3. Diploma だけでは、subclass 485(卒業生ビザ)の Post-Vocational Education Work stream に進めない可能性が高いです。
Diploma で申請しうる 485 の Post-Vocational Education Work stream は、指名職業が MLTSSL に載っていること・申請時 35歳以下であることが条件とされています。会計職(221111 / 221112 / 221113)は MLTSSL に載っているものの、そこに指名するには技能評価が要り、その技能評価が学士以上を求める——という循環に入ります。一方、ビジネス管理系の 512111 Office Manager・111111 Chief Executive or Managing Director・132211 Finance Manager は、弊社が確認した範囲では MLTSSL に見当たりませんでした。ビジネス分野が「485 の入口で詰まる」と言われるのは、この構造によります。
4. ブリスベン(South Bank キャンパス)は、移住上の地方区分に入りません。
Department of Home Affairs の designated regional area の区分では、ブリスベンは Category 1(Major Cities)に分類されると公表されています。地方加点(subclass 491 の 15点)や地方枠の対象にはならないという理解です。今回扱うビジネス・会計コースは、弊社が確認した範囲ではほぼ South Bank 開講でした。「クイーンズランドだから地方扱い」ではありません。

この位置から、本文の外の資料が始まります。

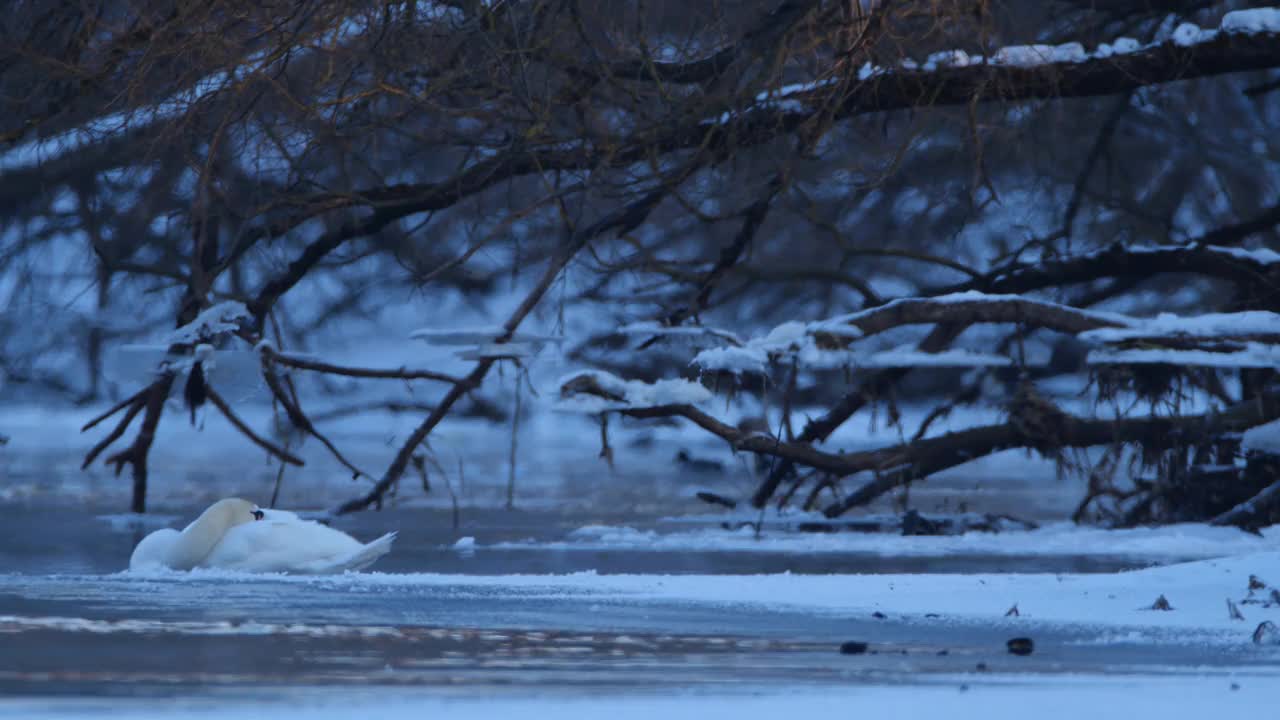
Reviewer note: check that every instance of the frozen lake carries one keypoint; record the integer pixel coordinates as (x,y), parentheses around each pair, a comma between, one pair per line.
(531,615)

5. 学費について、弊社が確認できた値と学校の掲載値がずれています。断定しません。
Diploma of Accounting(FNS50222)単体の留学生学費は、弊社が確認していた AUD 3,600 に対し、TAFE Queensland の国際学生向け料金表(2026年7月23日更新と表示)では AUD 3,750 と読めました。Certificate IV in Accounting and Bookkeeping(FNS40222)も AUD 4,700 に対し AUD 4,900 です。どちらが正しいと弊社は断定しません。両方を併記し、お申し込みの時点で学校へ照会します。なお、この 2 コースが他と比べて安いのは期間が 6か月しかなく、かつ先行して他の資格・単位を持っていることが入学の前提になっているためと読めます。ゼロから始める方がこの価格で 1 年学べるという意味ではありません。
それでも、この分野をクイーンズランドで学ぶ意味はあります。ただし目的の置き方を変える必要があります。

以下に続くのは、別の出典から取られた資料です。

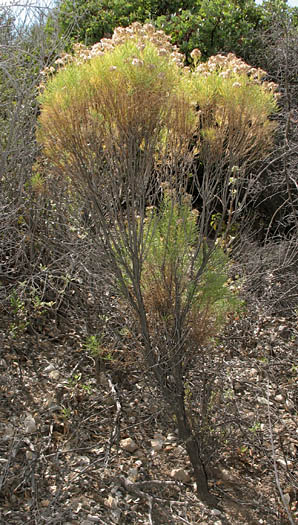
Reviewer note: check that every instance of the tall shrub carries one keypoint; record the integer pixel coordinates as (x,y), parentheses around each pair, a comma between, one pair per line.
(122,122)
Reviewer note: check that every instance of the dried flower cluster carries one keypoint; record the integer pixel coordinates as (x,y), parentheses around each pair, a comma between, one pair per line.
(229,65)
(142,34)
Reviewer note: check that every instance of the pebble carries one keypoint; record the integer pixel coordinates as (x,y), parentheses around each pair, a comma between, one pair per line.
(128,444)
(180,475)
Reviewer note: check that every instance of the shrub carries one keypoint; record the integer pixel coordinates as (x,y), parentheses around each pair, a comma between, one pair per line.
(123,122)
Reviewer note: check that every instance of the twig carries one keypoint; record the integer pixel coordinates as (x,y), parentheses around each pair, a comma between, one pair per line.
(277,481)
(115,432)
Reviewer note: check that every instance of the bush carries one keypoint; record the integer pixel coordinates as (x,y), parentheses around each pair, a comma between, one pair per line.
(122,122)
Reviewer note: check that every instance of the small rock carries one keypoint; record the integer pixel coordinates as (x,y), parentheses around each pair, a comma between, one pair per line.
(279,398)
(281,462)
(216,512)
(3,363)
(133,474)
(263,401)
(49,368)
(287,498)
(94,519)
(54,374)
(290,405)
(29,425)
(157,444)
(180,475)
(171,438)
(129,445)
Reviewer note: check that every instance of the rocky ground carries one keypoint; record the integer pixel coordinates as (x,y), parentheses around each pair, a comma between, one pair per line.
(78,447)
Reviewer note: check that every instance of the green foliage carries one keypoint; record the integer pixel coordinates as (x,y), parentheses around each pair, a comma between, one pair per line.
(175,267)
(128,99)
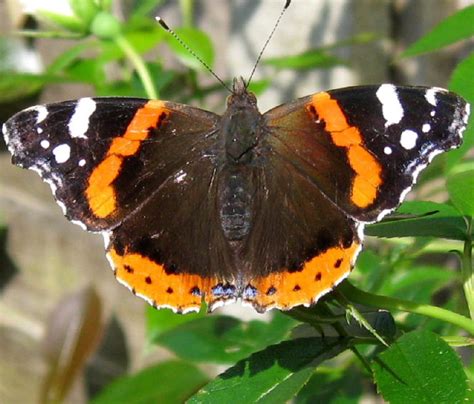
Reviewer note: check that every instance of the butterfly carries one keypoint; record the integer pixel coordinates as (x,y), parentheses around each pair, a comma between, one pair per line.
(266,208)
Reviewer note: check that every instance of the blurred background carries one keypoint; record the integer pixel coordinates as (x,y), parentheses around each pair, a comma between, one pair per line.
(56,287)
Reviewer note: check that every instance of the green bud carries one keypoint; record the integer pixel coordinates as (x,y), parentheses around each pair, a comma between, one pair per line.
(105,26)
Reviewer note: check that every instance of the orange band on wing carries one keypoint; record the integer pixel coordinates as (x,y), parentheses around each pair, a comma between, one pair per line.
(365,165)
(100,192)
(149,280)
(319,275)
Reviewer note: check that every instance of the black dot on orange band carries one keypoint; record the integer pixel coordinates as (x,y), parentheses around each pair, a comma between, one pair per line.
(271,291)
(312,110)
(171,269)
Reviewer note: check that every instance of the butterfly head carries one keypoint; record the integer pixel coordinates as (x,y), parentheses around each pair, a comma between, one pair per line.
(241,97)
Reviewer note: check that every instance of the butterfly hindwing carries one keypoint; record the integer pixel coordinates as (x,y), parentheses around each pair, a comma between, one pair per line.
(267,208)
(364,147)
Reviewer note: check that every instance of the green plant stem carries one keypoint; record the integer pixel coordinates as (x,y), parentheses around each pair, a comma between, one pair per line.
(187,10)
(139,65)
(390,303)
(467,270)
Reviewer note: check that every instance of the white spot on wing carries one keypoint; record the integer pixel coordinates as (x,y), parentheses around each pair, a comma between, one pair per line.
(391,108)
(79,123)
(42,113)
(80,224)
(44,144)
(408,139)
(430,95)
(106,236)
(62,153)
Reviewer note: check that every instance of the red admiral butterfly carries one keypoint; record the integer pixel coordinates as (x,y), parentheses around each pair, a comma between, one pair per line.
(269,208)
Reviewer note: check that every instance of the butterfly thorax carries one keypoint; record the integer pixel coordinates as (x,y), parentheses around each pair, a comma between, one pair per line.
(241,130)
(241,125)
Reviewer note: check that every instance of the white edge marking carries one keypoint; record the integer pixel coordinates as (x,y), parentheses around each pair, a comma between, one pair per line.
(42,112)
(392,109)
(80,224)
(45,144)
(62,153)
(408,139)
(79,123)
(106,236)
(430,95)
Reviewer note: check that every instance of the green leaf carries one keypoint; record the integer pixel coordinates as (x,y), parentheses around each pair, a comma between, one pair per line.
(420,368)
(461,191)
(168,382)
(421,219)
(452,29)
(196,40)
(419,283)
(72,332)
(223,339)
(461,82)
(144,7)
(307,60)
(87,70)
(67,22)
(160,321)
(273,375)
(84,9)
(142,41)
(15,86)
(66,58)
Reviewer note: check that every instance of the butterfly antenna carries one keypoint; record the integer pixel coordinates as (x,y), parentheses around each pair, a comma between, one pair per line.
(191,52)
(287,4)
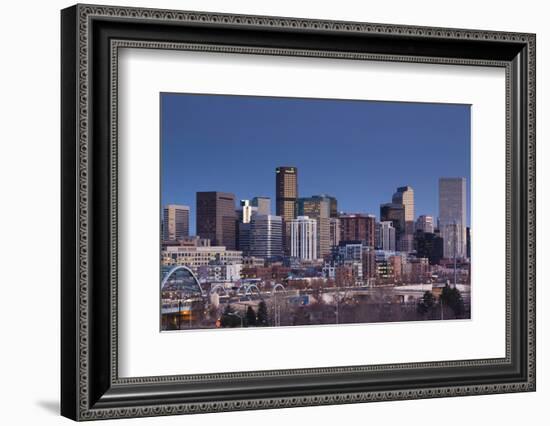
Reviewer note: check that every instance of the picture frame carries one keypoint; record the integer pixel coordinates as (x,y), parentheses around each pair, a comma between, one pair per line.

一つは 学士への足がかりとしての使い方です。オーストラリアの Diploma は AQF レベル5、Advanced Diploma はレベル6で、学士(レベル7)の 1 年目・2 年目に単位認定されて進める設計が広く運用されています。TAFE Queensland も進学に向けた道筋を案内しています。永住を本気で考えるなら、Diploma で止めずに学士まで行く——これが、遠回りに見えて最も確度の高い順路です(詳しくはオーストラリアの大学進学のページへ)。

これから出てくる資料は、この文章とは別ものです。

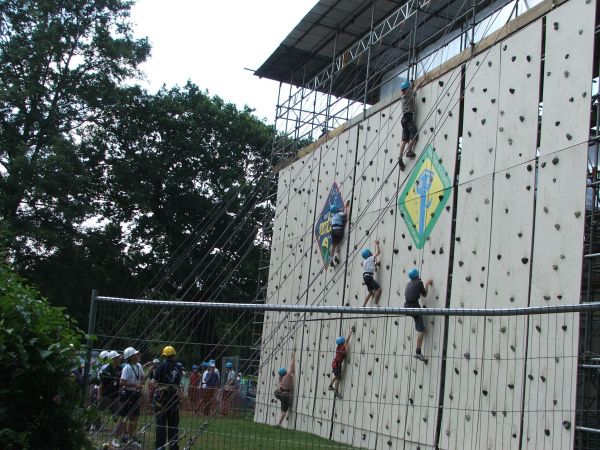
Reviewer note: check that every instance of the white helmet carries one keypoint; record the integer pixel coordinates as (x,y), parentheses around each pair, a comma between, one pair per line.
(129,352)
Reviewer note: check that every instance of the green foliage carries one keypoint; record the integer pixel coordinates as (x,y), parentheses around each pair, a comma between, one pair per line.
(39,345)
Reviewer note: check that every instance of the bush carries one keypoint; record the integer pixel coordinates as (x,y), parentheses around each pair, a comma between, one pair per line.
(39,345)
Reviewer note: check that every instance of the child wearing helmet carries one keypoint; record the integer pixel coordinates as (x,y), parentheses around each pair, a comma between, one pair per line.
(338,222)
(336,366)
(409,129)
(373,288)
(228,394)
(285,388)
(413,292)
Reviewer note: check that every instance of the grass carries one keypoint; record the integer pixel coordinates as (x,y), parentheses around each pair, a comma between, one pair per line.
(233,433)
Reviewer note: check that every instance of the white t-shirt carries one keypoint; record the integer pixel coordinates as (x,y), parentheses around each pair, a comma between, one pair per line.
(132,374)
(369,265)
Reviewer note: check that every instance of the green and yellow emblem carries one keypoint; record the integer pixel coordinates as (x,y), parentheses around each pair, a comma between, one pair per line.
(424,197)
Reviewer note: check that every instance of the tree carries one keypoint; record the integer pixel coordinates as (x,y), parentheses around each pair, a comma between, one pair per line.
(62,64)
(39,345)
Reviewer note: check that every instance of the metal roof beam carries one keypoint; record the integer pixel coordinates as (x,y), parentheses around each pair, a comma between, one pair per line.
(391,23)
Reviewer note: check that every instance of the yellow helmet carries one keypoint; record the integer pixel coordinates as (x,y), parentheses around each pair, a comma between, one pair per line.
(169,351)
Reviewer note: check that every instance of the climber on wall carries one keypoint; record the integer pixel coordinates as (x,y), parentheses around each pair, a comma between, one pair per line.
(285,388)
(336,366)
(413,292)
(369,262)
(409,128)
(338,222)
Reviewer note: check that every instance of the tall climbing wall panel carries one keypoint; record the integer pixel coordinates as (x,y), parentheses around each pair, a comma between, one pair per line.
(504,339)
(471,257)
(513,180)
(355,416)
(560,211)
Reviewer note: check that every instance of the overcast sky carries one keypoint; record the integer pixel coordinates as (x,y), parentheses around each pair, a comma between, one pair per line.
(211,42)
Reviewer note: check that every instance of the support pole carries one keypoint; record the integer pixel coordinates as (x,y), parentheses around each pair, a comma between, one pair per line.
(90,343)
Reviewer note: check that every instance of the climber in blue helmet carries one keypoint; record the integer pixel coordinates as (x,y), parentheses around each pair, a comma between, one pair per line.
(370,260)
(338,221)
(336,366)
(413,292)
(409,128)
(285,388)
(228,393)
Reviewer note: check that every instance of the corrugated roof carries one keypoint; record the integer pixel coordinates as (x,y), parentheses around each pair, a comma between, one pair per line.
(309,47)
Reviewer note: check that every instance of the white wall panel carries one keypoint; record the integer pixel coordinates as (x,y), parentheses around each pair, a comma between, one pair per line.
(518,97)
(567,75)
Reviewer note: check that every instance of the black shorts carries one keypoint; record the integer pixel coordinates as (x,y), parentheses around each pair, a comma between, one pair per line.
(110,403)
(418,318)
(286,400)
(337,234)
(131,402)
(370,282)
(409,129)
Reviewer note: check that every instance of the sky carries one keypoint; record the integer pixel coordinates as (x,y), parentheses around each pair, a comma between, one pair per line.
(212,43)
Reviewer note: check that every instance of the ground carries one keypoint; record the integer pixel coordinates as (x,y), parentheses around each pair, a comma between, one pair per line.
(235,433)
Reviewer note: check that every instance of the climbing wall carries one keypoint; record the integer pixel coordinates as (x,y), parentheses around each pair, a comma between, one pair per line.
(516,176)
(557,252)
(355,419)
(471,257)
(511,235)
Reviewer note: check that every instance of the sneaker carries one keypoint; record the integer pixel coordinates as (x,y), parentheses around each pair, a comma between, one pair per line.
(420,357)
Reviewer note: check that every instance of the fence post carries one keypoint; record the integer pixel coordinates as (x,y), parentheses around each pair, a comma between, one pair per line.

もう一つは 実務スキルと英語での職務経験です。BAS(事業活動報告書)や豪州の会計ソフト運用まで踏み込む FNS 系のユニットは、日本の簿記学習とは別種の実務性を持ちます。日本に戻って外資系・貿易系の経理を目指す方には、この実務性が効きます。
このページの内容は 2026年7月時点で弊社が確認できた公開情報に基づく整理です。学費・入学条件・開講キャンパス・ビザ関連の要件はいずれも変更されます。実際のお申し込み・出願の前に、必ず最新情報をご確認ください。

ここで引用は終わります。